# Runtime experiments and comparisions

This notebook explores the runtimes of our implementation with various graphs and also compares it with the implementation of the Louvain algorithm (with Modularity) in NetworkX.

Running this experiment will likely take a few minutes!

In [1]:
import itertools
import random
import timeit

import networkx as nx

import datasets.cora as cora, datasets.jazz as jazz, datasets.relativity as grcq

from community_detection.leiden import leiden
from community_detection.louvain import louvain
from community_detection.quality_functions import CPM, Modularity

random.seed(42)

We begin by loading our test datasets / graphs:
* The [Karate Club](https://www.journals.uchicago.edu/doi/abs/10.1086/jar.33.4.3629752?journalCode=jar) graph (34 nodes, 78 edges)
* The [Jazz Musicians](https://www.worldscientific.com/doi/abs/10.1142/S0219525903001067) graph (198 nodes, 2742 edges)
* The [Cora](https://www.openicpsr.org/openicpsr/project/100859/version/V1/view) citation graph (2708 nodes, 5278 edges)
* The [Arxiv GR-QC](http://snap.stanford.edu/data/ca-GrQc.html) citation graph (5242 nodes, 14496 edges)

In [2]:
graphs = [ nx.karate_club_graph(), jazz.get_graph(), cora.get_graph(), grcq.get_graph() ]
graph_names = [ 'Karate Club', 'Jazz Musicians', 'Cora Citations', 'Arxiv GR-QC' ]

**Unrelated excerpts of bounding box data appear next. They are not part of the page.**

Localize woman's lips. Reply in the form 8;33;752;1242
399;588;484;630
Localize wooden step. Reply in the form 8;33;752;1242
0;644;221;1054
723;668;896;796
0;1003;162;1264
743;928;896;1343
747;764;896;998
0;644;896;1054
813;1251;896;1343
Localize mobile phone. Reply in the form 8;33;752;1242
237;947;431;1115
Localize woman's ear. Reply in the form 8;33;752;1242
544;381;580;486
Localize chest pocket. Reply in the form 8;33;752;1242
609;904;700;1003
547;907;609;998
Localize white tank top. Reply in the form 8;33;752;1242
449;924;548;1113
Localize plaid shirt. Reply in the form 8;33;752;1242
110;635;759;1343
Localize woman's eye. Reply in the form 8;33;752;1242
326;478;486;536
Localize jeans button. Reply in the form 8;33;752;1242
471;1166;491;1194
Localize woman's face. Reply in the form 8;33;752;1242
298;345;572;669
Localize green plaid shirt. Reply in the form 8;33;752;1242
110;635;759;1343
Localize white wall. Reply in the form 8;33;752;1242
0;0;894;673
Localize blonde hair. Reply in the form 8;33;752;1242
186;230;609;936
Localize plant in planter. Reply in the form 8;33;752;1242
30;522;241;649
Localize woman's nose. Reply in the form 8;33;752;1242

We're also preparing the algorithms we'll be using:

* Our implementations of the Louvain and Leiden algorithms, with both Modularity and CPM as quality functions.
* The (highly optimized) [implementation](https://networkx.org/documentation/stable/reference/algorithms/generated/networkx.algorithms.community.louvain.louvain_communities.html) of the Louvain algorithm (with Modularity) in the NetworkX library.

In [3]:
H = Modularity(1.0)

fn_louvain_mod = lambda G: louvain(G, H)
fn_leiden_mod  = lambda G: leiden(G, H)

H = CPM(0.95)
fn_louvain_cpm = lambda G: louvain(G, H)
fn_leiden_cpm  = lambda G: leiden(G, H)

fn_louvain_nwx = lambda G: nx.community.louvain_communities(G, seed=42)

algorithms = [ fn_louvain_mod, fn_louvain_cpm, fn_leiden_mod, fn_leiden_cpm, fn_louvain_nwx ]
algo_names = [ 'Louvain (Mod)', 'Louvain (CPM)', 'Leiden (Mod)', 'Leiden (CPM)', 'NetworkX' ]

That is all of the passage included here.